With legal restrictions largely abolished, though in the United States there is no telling what the Moral Majority may achieve by way of restoring them, pornography is now being turned out in a quantity far greater than at any time in the past. While today’s moralists deplore what they always call the ‘flood of pornography’, some thought should be given, though probably not by them, to how tomorrow’s bibliographers, preparing the ground for historians, will cope with it in retrospect. Present-day pornography is hardly more subject to systematic recording as it is issued than were old-time erotica. With a few exceptions, such as the Olympia Press originals in Paris and the Grove Press reprints in New York, the bulk of it is produced and distributed well outside the usual channels, so that there is no record of it in current trade bibliographies. It is methodically collected and preserved for scholarly purposes by only a few libraries, notably the one at the Kinsey Institute. The British Library accepts examples when offered (Kearney’s list contains a substantial number of post-1945 items) but does not go out of its way to obtain them.
Preservation is a major problem. It is not to be expected that the people who emit today’s pornography are sufficiently concerned for posterity’s understanding of our age to produce a few copies of each book on acid-free paper.
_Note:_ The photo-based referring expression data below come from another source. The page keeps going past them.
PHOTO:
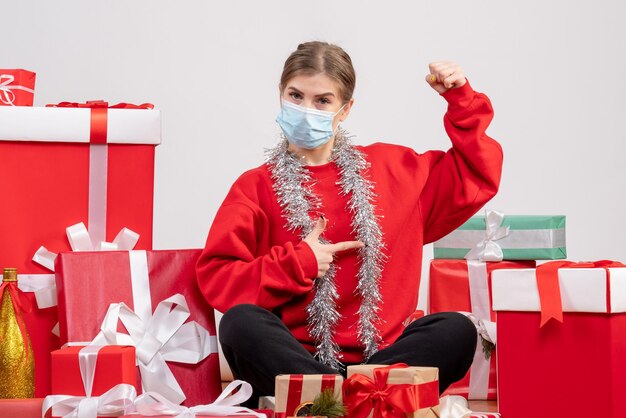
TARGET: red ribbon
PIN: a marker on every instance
(20, 305)
(93, 104)
(363, 395)
(294, 392)
(550, 291)
(99, 115)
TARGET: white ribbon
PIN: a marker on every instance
(488, 249)
(158, 337)
(116, 401)
(479, 301)
(152, 403)
(6, 94)
(44, 285)
(453, 406)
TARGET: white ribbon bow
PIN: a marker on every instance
(488, 249)
(116, 401)
(152, 403)
(453, 406)
(159, 338)
(6, 94)
(44, 286)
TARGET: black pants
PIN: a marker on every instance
(258, 347)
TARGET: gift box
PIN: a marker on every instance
(112, 365)
(17, 87)
(496, 237)
(152, 404)
(22, 408)
(52, 177)
(464, 285)
(293, 390)
(573, 368)
(155, 295)
(104, 374)
(376, 390)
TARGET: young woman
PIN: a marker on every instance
(315, 256)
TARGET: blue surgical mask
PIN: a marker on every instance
(304, 127)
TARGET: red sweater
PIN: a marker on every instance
(250, 257)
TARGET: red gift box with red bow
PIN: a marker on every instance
(17, 87)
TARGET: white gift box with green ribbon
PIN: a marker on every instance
(496, 237)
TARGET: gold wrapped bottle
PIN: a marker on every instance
(17, 362)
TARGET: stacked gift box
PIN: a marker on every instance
(77, 181)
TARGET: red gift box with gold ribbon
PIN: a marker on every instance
(465, 285)
(391, 391)
(62, 166)
(562, 340)
(17, 87)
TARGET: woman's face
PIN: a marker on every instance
(317, 92)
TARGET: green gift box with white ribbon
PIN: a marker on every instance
(496, 237)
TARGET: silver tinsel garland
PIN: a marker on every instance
(292, 184)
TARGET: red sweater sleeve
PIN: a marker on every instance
(234, 267)
(461, 180)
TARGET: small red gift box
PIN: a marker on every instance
(372, 391)
(114, 365)
(573, 368)
(154, 284)
(292, 390)
(17, 87)
(464, 285)
(54, 177)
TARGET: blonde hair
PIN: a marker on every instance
(317, 57)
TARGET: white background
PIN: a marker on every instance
(554, 70)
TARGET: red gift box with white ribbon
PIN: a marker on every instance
(562, 340)
(465, 285)
(92, 380)
(17, 87)
(148, 299)
(62, 166)
(293, 390)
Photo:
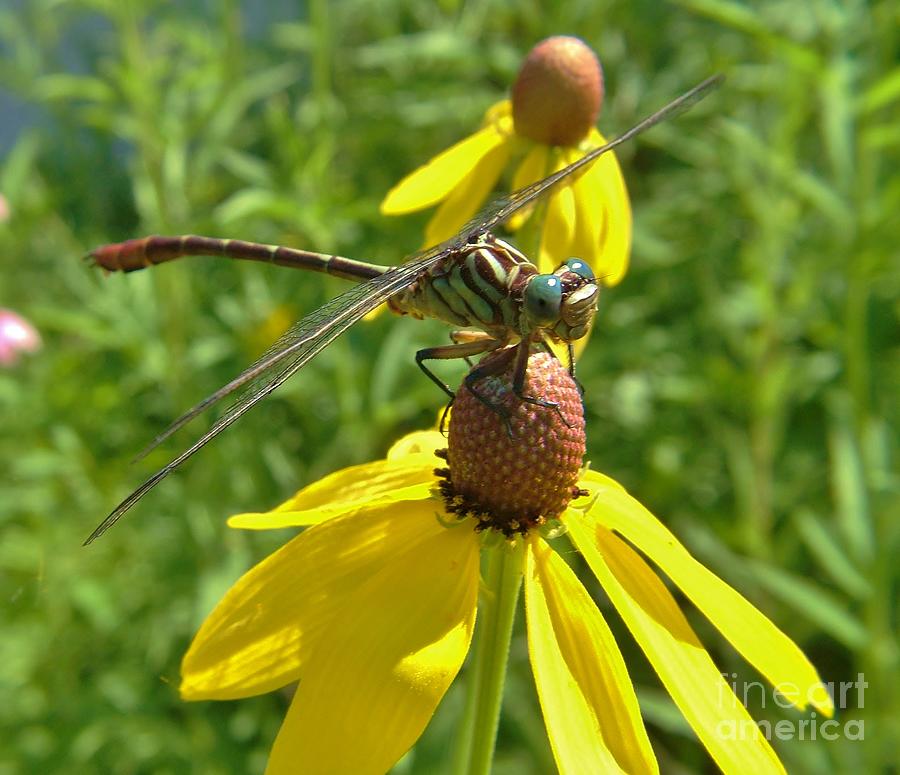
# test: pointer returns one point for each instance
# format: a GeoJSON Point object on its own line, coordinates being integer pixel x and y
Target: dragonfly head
{"type": "Point", "coordinates": [562, 303]}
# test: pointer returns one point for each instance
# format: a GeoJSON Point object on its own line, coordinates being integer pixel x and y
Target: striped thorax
{"type": "Point", "coordinates": [492, 286]}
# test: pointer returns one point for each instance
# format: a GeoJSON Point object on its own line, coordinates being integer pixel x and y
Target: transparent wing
{"type": "Point", "coordinates": [294, 349]}
{"type": "Point", "coordinates": [317, 330]}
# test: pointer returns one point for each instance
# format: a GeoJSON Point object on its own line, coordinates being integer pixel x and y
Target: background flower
{"type": "Point", "coordinates": [17, 336]}
{"type": "Point", "coordinates": [548, 124]}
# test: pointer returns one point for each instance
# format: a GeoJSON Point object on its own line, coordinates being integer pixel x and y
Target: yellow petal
{"type": "Point", "coordinates": [698, 689]}
{"type": "Point", "coordinates": [463, 202]}
{"type": "Point", "coordinates": [758, 640]}
{"type": "Point", "coordinates": [587, 698]}
{"type": "Point", "coordinates": [532, 168]}
{"type": "Point", "coordinates": [613, 212]}
{"type": "Point", "coordinates": [265, 628]}
{"type": "Point", "coordinates": [406, 478]}
{"type": "Point", "coordinates": [559, 223]}
{"type": "Point", "coordinates": [589, 219]}
{"type": "Point", "coordinates": [434, 181]}
{"type": "Point", "coordinates": [375, 678]}
{"type": "Point", "coordinates": [417, 441]}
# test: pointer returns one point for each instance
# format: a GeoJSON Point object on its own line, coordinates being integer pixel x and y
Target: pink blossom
{"type": "Point", "coordinates": [16, 335]}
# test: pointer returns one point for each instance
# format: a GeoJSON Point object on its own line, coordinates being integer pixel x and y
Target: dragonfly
{"type": "Point", "coordinates": [472, 279]}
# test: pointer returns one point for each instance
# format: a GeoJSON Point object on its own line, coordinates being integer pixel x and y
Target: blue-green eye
{"type": "Point", "coordinates": [580, 268]}
{"type": "Point", "coordinates": [543, 297]}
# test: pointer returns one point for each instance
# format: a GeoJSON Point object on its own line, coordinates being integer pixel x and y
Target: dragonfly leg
{"type": "Point", "coordinates": [475, 344]}
{"type": "Point", "coordinates": [570, 348]}
{"type": "Point", "coordinates": [461, 336]}
{"type": "Point", "coordinates": [498, 366]}
{"type": "Point", "coordinates": [523, 350]}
A rather more feasible solution would be to commit every discoverable item, old and new, to some form of micro-reproduction. Here is a profitable field for microform publishers to consider, by way of enlivening lists that run pretty heavily toward complete runs of parliamentary blue books, documents of labour history, (respectable) publishers’ archives, and files of obscure periodicals. Budgets and boards of trustees permitting, libraries could store in a few cubic feet the present contents of all the Enfers, Private Cases, Phi (the Bodleian: a donnish pun on ‘Fie!’), five-star (New York Public Library) and Delta (Library of Congress) collections. A continuing scheme of the same sort, preserving each new item as issued or vended, would ensure future scholars’ possession of the historical documents they will need in order to see us reflected in our pornographic record.
What future generations will make of us, seen in a variety of impracticable postures and activities rendered additionally arresting by the distorting mirror of pornography, is a question to ponder. For that matter, one may ask how future generations will look upon this very book, a handsome and not inexpensive souvenir of the time when erotica, in more than one sense, came out of the closet.